Pursuant to the language of the statute, in order to be a "vendor" Mrs. Pasha must have been "engaged in the business" of constructing the home purchased by the Plaintiffs. The Plaintiffs allege in their complaint that the Pashas "are engaged in the business of erecting and/or improving real estate." The evidence does not support such a conclusion as to Mrs. Pasha. The evidence was sufficient to support a conclusion that Mr. Pasha was engaged in such a business, and had been for sometime. Consequently, he would have been subject to the statutes on new home warranties. The same conclusion cannot be reached regarding his wife, however, based solely on her relationship to him as such, without more. The evidence established that Mr. Pasha was responsible for directing the construction of the house, negotiating with the Plaintiffs regarding its sale, and interacting with the building officials during their inspections. Mr. Pasha also interacted with the Plaintiffs after the pipe burst, inspecting the premises with Mr. Vejseli and the building inspector and offering to make repairs. Although Mrs. Pasha may have assisted her husband on occasion while he was working on the house or accompanied him when he went to buy supplies, and the family was supported by his work, the evidence did not establish that Mrs. Pasha took part in any of the significant decision making regarding the building or sale of the house or was a partner in any real way with him in his construction business. In fact, Mrs. Pasha did not want to sell the house. Thus the evidence does not support the claim that Mrs. Pasha was engaged in the business of erecting or creating improvements to real estate and a "vendor" within the meaning of the statutes.

Therefore Mrs. Pasha is not liable to the Plaintiffs pursuant to the New Home Warranties Act and judgment shall enter in her favor on the Fourth and Fifth Counts.

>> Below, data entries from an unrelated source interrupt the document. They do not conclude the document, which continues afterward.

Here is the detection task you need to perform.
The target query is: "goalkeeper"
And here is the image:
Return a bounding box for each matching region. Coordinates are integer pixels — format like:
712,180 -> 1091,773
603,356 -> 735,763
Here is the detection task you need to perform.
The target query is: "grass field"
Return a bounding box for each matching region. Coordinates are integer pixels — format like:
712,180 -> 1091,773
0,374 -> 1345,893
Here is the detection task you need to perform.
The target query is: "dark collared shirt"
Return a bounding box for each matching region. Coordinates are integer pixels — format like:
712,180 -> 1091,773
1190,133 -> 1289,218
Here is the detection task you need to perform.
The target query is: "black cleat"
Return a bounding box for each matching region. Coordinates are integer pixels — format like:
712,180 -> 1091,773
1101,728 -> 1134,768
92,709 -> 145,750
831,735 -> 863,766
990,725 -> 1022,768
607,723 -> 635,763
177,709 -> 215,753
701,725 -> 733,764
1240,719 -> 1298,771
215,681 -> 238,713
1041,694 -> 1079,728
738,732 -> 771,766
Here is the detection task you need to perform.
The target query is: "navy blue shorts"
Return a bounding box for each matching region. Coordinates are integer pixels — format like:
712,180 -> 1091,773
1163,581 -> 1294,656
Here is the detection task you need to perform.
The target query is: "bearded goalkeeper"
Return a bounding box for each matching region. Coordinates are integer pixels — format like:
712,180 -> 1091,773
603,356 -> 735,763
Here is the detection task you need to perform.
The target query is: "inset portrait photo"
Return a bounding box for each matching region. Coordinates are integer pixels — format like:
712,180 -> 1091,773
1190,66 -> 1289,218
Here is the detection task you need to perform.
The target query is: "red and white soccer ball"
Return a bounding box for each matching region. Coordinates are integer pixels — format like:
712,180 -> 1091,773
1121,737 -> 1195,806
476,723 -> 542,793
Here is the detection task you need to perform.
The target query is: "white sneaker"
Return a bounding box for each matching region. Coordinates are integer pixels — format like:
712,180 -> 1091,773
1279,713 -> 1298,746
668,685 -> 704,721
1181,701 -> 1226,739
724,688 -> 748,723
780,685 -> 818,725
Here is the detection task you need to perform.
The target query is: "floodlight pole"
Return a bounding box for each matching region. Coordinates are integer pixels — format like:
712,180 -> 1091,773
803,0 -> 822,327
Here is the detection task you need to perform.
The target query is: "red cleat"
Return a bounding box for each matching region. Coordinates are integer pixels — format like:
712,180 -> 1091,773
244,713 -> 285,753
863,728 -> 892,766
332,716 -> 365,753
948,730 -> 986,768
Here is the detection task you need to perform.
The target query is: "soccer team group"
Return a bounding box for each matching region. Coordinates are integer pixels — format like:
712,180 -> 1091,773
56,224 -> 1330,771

Sixth Count — Breach of Contract

Although the parties have not addressed, in their post-trial briefs, the claims against Mrs. Pasha in the Sixth and Eighth Counts, since they have not been withdrawn, the court will rule upon them.

In the Sixth Count of their complaint the Plaintiffs claim that: "By the express and implied terms of the purchase/sale agreement the Sellers promised to construct the Premises without the aforesaid defects and in full compliance with the laws, rules and regulations of the State of Connecticut and the Town." A review of the contract of sale indicates that the contract was not for construction of the premises but for conveyance of the real property together with the "Buildings and improvements thereon." In that regard, the contract did provide that the "Seller will provide an unconditional `Certificate of Occupancy' issued by the Town of Watertown," which the Plaintiffs admit was provided. Paragraph 21 of the Complaint alleges that: "On or about June 20, 2001 the Town issued a Certificate of Occupancy for the Premises certifying that the property and structures thereon were in substantial conformity with the codes and regulations of the Town and the State of Connecticut."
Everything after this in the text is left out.